Intimacy. People often confuse it with sex. But people can be sexual without being intimate. One night stands, friends with benefits, or sex without love are examples of purely physical acts with no intimacy involved. They are what they are, but they don’t foster warmth, closeness or trust.

Intimacy means deeply knowing another person and feeling deeply known. That doesn’t happen in a conversation in a bar or during a lovely day at the beach or even at times during sex. It doesn’t happen in the first weeks and months of a new and exciting relationship. It doesn’t develop when one person nurtures a relationship more than the other. No. Intimacy, like fine wine takes time to deepen and mellow. It takes gentle handling and patience by all involved. It takes the willingness to make mistakes and to forgive them in the name of learning.

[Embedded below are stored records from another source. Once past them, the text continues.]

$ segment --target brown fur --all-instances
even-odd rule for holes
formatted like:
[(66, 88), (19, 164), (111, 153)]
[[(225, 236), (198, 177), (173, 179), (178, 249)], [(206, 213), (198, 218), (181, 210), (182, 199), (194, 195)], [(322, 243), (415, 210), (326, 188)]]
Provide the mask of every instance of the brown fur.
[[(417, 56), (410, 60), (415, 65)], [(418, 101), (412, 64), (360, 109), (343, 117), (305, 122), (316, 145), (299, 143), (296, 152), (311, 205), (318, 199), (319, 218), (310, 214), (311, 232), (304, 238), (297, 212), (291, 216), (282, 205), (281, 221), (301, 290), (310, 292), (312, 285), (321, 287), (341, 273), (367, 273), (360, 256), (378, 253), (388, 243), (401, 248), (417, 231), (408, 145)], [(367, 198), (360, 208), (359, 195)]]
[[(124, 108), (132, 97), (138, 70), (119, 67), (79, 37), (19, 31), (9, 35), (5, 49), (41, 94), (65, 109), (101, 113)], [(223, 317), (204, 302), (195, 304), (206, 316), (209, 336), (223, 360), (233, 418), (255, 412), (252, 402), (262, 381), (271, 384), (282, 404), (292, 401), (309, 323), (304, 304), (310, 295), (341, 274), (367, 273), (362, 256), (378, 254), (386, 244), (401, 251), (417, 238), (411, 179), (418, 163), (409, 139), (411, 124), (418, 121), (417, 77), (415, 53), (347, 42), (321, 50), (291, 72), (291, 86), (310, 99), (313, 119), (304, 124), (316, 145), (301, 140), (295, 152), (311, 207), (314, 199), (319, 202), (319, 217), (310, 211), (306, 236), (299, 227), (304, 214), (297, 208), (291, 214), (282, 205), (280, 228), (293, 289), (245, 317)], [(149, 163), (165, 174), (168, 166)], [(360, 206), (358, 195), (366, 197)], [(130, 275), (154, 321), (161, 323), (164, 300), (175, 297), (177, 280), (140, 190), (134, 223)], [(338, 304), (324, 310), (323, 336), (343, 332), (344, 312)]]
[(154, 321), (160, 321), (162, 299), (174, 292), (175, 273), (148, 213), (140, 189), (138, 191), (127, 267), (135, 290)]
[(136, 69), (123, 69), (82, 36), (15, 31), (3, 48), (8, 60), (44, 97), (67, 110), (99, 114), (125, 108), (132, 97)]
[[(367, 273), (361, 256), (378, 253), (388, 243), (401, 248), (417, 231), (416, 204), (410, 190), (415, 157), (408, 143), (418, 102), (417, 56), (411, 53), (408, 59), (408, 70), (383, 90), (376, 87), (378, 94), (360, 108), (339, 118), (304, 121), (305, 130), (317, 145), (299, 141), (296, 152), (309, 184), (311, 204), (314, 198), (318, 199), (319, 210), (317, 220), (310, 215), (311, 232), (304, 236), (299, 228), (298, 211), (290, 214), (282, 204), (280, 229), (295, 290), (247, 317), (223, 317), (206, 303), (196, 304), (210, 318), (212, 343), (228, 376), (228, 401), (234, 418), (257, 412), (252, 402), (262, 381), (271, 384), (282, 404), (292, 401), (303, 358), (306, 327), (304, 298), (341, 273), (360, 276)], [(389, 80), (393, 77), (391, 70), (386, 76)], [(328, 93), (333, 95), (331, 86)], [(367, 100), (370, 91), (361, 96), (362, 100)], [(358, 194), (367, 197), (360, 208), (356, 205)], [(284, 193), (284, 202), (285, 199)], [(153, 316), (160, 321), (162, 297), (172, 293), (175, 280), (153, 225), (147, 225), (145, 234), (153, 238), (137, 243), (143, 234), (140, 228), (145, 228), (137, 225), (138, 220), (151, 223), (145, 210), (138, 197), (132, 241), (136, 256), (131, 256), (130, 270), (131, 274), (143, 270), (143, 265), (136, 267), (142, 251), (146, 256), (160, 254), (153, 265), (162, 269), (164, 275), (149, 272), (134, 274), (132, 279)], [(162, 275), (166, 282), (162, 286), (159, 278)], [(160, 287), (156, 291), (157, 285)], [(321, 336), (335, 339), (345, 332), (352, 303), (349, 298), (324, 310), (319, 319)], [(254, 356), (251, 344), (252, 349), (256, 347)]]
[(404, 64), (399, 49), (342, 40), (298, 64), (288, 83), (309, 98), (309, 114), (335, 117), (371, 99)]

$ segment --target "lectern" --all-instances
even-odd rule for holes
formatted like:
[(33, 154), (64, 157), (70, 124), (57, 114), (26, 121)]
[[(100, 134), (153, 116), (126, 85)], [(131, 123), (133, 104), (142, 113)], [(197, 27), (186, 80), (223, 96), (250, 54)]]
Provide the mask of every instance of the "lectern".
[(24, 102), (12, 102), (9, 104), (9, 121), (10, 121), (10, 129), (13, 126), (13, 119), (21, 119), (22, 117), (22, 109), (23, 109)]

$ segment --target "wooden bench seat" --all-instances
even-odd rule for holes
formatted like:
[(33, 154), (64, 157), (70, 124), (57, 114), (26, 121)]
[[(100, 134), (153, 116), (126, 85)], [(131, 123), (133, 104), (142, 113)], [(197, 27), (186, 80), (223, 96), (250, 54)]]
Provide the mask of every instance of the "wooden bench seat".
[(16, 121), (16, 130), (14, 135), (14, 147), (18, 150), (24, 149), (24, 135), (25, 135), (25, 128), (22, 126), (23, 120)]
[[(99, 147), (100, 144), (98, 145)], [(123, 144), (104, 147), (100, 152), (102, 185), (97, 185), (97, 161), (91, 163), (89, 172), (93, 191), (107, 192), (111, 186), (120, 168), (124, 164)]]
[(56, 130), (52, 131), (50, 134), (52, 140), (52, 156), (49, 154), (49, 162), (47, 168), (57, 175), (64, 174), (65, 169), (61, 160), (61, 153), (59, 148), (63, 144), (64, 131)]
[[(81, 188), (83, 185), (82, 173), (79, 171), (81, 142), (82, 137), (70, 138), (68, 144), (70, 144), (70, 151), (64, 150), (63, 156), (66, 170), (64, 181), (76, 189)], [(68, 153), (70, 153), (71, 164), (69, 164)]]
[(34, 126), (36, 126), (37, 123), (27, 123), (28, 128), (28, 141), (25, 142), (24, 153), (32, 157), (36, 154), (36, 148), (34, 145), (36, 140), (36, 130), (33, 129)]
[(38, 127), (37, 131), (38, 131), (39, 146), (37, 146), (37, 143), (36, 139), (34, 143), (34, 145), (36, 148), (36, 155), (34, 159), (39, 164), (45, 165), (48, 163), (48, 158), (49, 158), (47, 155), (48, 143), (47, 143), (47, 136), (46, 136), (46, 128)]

Intimacy is what most people long for but not everyone finds, or rather, makes. Why? Because intimacy, true closeness with another human being, can also be scary. Getting to the intimate core of a relationship requires that both people work through their fear. By visiting and revisiting these areas, intimacy matures and mellows over time.

What Intimacy Involves:

Knowing: A truly intimate relationship lets both people know on the deepest level who they each truly are. They have looked into each other’s soul and found what something they value and appreciate so much that it can withstand the inevitable differences that exist between any two individuals.

Acceptance: Neither person feels the need to change the other or to change themselves in fundamental ways. Oh yes, minor changes always occur when people accommodate each other to live together. But neither member of the couple thinks to him or herself, “Well — with time, I’ll get him or her to change who they are.”

Appreciation of differences: Both understand that they don’t need to be entirely the same to be close. In fact, part of the delight of relationships is the discovery of differences and appreciation for each other’s uniqueness. Learning about each other’s points of view is seen as an opportunity to expand their worlds.

Safety: True intimacy happens when both people feel safe enough to be vulnerable. There is support for each other’s weaknesses and celebration of each other’s strengths. The couple has agreed on a definition of fidelity and both feel secure that the other will not violate that understanding.

Compassionate problem-solving: Elephants don’t come to stay in the middle of the “room” of the relationship. Issues are confronted by both people with love, compassion and a willingness to engage with whatever problems have come up. The two work to be on the same team, solving a problem, rather than on different teams competing with each other.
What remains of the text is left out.